Scissors were small, rounded and metal and didn’t cut very well. 

Marbled composition books were very much in vogue as they are today but mine were all black. There were no colors to choose from. 

All my folders looked the same. I knew them only as PG folders and they were cream colored, illustrated with sports figures in a cinnamon-colored ink. Lisa Frank (the designer of those cool psychedelic folders) wasn’t even born then and Tweety Bird and company were just beginning to make appearances on cereal boxes. 

Zippered pouches for holding all the precious pencils and pens were around but many of my classmates used old cigar boxes. These actually worked better because there was no zipper to break or plastic to get smeared with broken lead. 

Backpacks were around but they were used for hiking and canoeing trips. We had book bags and, if they had a strap, it was slung on one shoulder. They had lots of buckles and pockets but the best part was the large plastic handle centered on top. Strutting down the street (most of us walked to school then), your book bag would gaily swing from side to side suspended by that handle that rarely, if ever, broke. 

Taking your lunch to school was always risky in those days. Brown paper bags were acceptable but having a metal lunch box was much better. The tricky part was the thermos. Rarely did liquids make it through the morning without leaking into the rest of your lunch. 

My mother preferred the red plaid variety, but I was insistent one year and arrived on the scene with a brand-new metal lunch box featuring Superman. For weeks, this served as lunchtime entertainment as everyone took turns reading the cartoon bubbles and turning the box to see newspaperman Clark Kent throw off his glasses and fly into the air in resplendent caped attired. 

As today, books had to be covered, but book socks were unheard of. 

My father was a designing engineer and he always offered, and I always expected, that he would be the designated book coverer. I would leave my books on the dining room table with the plain brown paper or sometimes clear plastic. In the morning when I got up, the books would be neatly covered and piled ready for me to take to school. He did a beautiful job, measuring and folding each corner just so. 

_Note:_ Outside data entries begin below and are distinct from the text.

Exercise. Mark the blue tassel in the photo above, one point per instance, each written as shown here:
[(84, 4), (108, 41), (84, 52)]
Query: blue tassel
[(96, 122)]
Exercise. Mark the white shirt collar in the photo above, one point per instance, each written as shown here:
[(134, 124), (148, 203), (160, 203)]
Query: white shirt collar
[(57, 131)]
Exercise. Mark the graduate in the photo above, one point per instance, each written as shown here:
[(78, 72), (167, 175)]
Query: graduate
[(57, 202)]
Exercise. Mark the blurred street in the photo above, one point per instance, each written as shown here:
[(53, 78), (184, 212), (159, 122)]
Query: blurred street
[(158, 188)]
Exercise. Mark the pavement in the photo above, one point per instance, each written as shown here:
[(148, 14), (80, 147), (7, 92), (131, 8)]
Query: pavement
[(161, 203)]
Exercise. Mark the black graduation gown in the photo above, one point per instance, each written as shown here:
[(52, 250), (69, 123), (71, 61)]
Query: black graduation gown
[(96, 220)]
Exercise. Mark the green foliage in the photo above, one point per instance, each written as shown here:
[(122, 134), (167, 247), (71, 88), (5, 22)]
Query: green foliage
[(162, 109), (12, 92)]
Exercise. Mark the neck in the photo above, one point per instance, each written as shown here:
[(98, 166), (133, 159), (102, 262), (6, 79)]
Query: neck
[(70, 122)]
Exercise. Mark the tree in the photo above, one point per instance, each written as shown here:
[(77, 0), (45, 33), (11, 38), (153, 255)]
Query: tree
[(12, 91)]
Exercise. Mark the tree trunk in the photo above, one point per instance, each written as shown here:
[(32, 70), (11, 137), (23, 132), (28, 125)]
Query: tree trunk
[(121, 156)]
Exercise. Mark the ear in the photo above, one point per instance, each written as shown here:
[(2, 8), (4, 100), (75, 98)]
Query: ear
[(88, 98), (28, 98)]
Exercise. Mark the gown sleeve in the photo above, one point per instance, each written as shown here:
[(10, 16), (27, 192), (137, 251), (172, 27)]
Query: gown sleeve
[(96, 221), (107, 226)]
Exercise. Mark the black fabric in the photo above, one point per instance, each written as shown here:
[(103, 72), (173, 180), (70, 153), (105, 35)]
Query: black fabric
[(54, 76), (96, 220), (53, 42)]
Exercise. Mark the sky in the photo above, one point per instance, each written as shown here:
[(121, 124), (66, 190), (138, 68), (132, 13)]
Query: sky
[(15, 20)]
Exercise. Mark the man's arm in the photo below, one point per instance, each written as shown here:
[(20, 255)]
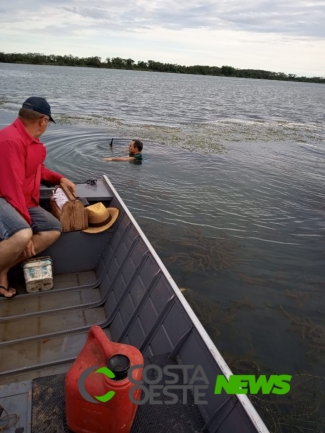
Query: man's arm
[(12, 176), (57, 178), (121, 158)]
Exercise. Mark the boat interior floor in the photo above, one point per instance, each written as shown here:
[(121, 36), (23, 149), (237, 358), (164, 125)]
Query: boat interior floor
[(48, 327)]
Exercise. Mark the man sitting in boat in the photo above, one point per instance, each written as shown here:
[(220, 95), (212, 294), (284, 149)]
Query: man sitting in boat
[(135, 149), (26, 229)]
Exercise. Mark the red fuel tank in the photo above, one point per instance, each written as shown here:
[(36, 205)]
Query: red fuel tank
[(97, 387)]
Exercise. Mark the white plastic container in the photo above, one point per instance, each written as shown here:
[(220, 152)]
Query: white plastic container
[(38, 274)]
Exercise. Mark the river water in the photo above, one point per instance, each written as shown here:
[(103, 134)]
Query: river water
[(231, 195)]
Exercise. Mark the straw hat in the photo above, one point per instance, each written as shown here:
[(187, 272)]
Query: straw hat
[(100, 218)]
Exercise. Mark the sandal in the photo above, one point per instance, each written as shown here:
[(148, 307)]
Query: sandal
[(8, 290)]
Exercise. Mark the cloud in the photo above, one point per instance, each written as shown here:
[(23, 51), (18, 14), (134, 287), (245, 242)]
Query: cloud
[(299, 18), (286, 35)]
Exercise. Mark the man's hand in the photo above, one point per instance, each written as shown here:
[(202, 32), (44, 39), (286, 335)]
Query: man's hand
[(69, 184), (29, 250)]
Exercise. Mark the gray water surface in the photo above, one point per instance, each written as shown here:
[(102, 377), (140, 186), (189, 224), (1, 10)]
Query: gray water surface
[(230, 193)]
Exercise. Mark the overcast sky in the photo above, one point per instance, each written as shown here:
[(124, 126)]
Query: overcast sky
[(282, 36)]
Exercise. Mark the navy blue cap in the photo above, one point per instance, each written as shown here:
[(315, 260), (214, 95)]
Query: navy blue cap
[(38, 104)]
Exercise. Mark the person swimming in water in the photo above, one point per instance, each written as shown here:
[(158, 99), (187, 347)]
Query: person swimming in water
[(135, 149)]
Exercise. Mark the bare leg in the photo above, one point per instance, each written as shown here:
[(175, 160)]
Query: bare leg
[(10, 250), (41, 241)]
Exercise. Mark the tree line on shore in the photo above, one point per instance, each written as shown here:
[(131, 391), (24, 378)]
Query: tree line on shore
[(150, 65)]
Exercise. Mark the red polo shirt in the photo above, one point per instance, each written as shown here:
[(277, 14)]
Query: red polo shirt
[(21, 168)]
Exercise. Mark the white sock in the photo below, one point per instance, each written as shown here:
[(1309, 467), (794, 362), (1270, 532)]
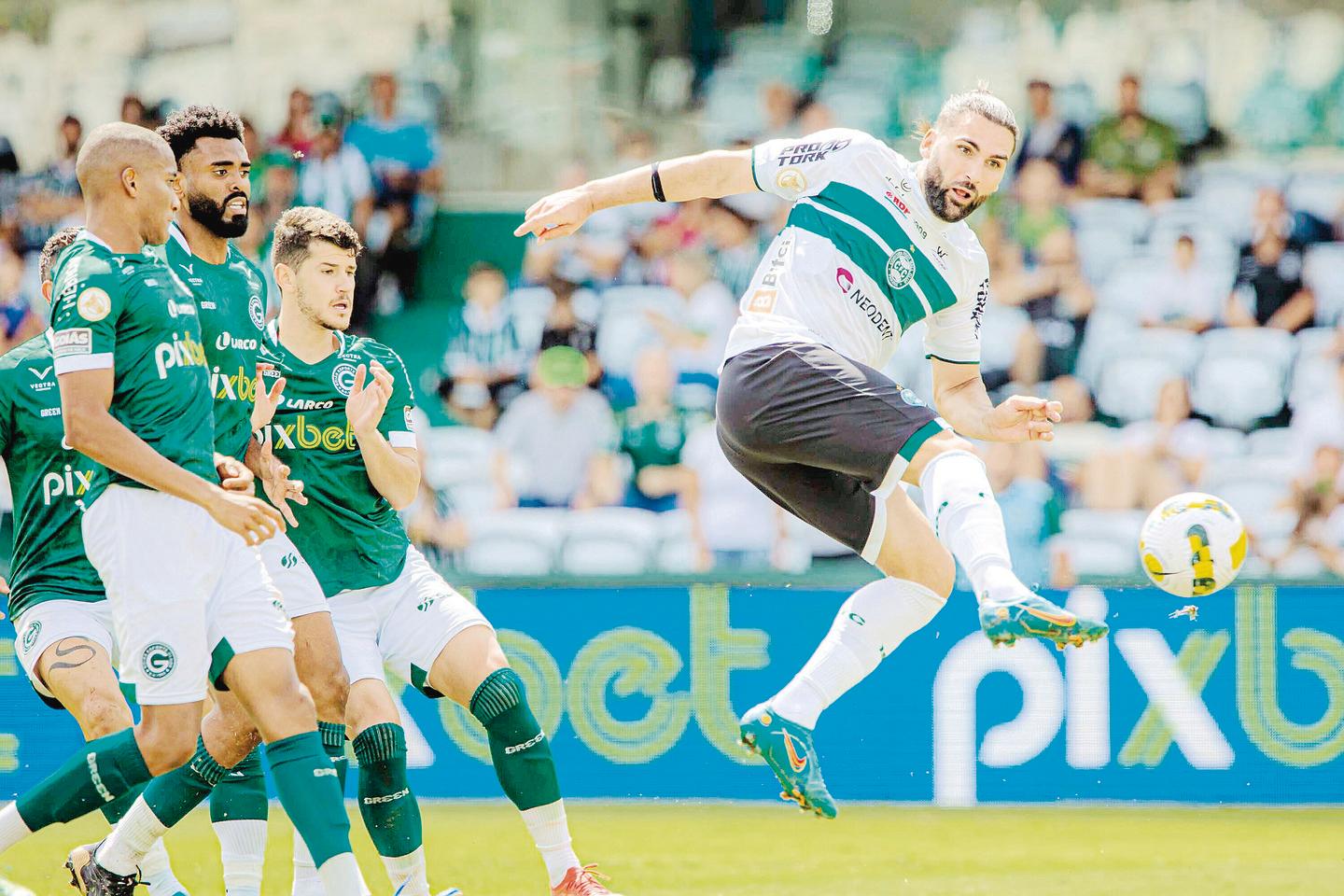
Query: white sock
[(131, 838), (242, 847), (156, 871), (307, 881), (964, 513), (410, 871), (870, 624), (12, 828), (341, 876), (550, 832)]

While my father handled anything “technical,” under which school supplies and covering books fell, my mother took care of new shoes. 

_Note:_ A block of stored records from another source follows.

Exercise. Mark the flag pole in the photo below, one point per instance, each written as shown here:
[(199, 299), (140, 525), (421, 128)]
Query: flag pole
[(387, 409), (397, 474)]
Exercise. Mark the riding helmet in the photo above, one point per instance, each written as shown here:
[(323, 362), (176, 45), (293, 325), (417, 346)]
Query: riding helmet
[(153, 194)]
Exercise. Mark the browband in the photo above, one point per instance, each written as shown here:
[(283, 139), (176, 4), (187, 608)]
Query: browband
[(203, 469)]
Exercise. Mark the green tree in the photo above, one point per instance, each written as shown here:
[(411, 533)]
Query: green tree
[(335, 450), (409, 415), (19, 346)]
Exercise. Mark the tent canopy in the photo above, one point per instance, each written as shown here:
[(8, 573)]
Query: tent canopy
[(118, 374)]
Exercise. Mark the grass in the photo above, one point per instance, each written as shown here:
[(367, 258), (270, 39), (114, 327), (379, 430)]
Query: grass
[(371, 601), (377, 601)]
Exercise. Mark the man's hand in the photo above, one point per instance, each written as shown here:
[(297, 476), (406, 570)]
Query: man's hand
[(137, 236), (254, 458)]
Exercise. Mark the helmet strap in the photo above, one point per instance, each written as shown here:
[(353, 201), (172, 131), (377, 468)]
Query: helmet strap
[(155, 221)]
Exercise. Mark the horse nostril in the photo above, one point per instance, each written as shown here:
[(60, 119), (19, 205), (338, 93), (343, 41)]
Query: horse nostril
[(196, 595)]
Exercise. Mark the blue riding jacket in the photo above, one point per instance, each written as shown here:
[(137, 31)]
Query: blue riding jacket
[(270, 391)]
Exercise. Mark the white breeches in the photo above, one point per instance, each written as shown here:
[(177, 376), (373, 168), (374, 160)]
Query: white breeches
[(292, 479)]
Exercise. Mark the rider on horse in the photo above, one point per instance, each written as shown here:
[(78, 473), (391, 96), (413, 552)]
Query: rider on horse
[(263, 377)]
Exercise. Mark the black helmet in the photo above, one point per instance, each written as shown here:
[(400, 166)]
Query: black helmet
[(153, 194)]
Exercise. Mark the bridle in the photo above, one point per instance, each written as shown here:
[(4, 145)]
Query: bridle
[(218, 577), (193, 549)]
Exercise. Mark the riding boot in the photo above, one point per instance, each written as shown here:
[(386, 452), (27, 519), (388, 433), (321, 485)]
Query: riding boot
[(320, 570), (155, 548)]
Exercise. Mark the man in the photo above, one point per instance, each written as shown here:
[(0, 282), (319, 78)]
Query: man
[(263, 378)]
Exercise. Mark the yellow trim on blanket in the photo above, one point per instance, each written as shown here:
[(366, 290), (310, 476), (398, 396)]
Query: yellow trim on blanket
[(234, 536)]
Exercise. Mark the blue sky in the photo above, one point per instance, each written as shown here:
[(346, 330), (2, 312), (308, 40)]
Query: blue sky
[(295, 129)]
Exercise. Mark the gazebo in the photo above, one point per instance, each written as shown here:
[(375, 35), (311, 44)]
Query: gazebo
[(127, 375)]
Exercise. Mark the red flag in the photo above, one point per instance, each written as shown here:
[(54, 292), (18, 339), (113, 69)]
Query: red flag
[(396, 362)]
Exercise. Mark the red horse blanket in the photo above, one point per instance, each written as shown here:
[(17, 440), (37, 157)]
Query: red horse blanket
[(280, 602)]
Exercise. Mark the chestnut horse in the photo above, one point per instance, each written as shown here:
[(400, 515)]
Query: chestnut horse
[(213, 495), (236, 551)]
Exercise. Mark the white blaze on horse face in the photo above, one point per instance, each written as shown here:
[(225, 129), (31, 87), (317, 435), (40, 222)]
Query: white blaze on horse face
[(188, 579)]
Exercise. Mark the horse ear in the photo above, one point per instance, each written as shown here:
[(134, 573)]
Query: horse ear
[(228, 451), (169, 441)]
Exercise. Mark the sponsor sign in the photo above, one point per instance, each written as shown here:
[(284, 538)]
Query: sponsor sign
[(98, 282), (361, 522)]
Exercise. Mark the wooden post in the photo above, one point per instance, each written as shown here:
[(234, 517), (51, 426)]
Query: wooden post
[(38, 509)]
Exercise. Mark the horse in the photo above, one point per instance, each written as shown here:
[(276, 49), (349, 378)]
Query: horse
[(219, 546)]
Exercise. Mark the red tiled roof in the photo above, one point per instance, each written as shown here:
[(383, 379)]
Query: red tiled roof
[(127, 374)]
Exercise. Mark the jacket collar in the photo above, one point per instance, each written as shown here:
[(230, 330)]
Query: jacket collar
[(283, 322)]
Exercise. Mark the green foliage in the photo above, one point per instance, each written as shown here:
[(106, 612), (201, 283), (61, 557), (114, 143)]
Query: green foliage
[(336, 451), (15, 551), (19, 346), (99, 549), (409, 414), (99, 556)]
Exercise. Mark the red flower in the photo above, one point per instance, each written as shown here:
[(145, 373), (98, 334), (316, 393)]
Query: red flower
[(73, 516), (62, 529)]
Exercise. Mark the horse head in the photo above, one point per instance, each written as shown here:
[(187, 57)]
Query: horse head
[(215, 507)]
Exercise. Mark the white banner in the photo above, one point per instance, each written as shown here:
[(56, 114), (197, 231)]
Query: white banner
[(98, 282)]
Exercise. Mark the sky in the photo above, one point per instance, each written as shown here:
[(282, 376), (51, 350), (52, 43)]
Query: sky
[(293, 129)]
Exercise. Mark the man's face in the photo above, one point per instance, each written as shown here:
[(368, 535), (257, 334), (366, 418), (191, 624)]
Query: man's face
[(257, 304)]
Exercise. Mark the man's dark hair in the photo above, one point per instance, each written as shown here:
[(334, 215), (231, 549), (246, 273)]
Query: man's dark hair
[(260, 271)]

My mother and I would walk down Wisteria Avenue and into the Hollywood District where the movie theater and several department stores were located. 

My mother’s favorite was Miller’s. I remember its creaky wooden floors and fussy sales clerks but, in one corner of the store, was the shoe department. It was there that we would look at Buster Brown shoes. 

For my mother, these were the shoes that she knew and trusted. They were made of leather and you could polish them over and over and always get a shine. The suited shoe-man would have me stand on this thing that resembled a scale, but I think it was an X-ray machine as he would always say, “they fit perfectly and she has room to grow.” 

Year after year, I would start the new school year with black and white saddle shoes or cream and brown saddle shoes or burgundy loafers. One year it was black MaryJanes. But they were always Buster Browns. 

Inside the shoe where your heel would sit was a round decal bearing the image of the little Dutch boy with his dog.  

I looked forward to our trips together to shop for school, the smell of her cologne, the brush of her coat against my cheek and walking out of Miller’s with a brand-new pair of Buster Browns. 

My pencils sharpened, my books meticulously covered and my fountain pen not leaking, I was ready to walk down the hallways and find a new classroom each year.  

I felt sorry for Stephen as he never mastered the fountain pen routine. He did, eventually, loose his taste for ink but then couldn’t keep away from that pasty white glue.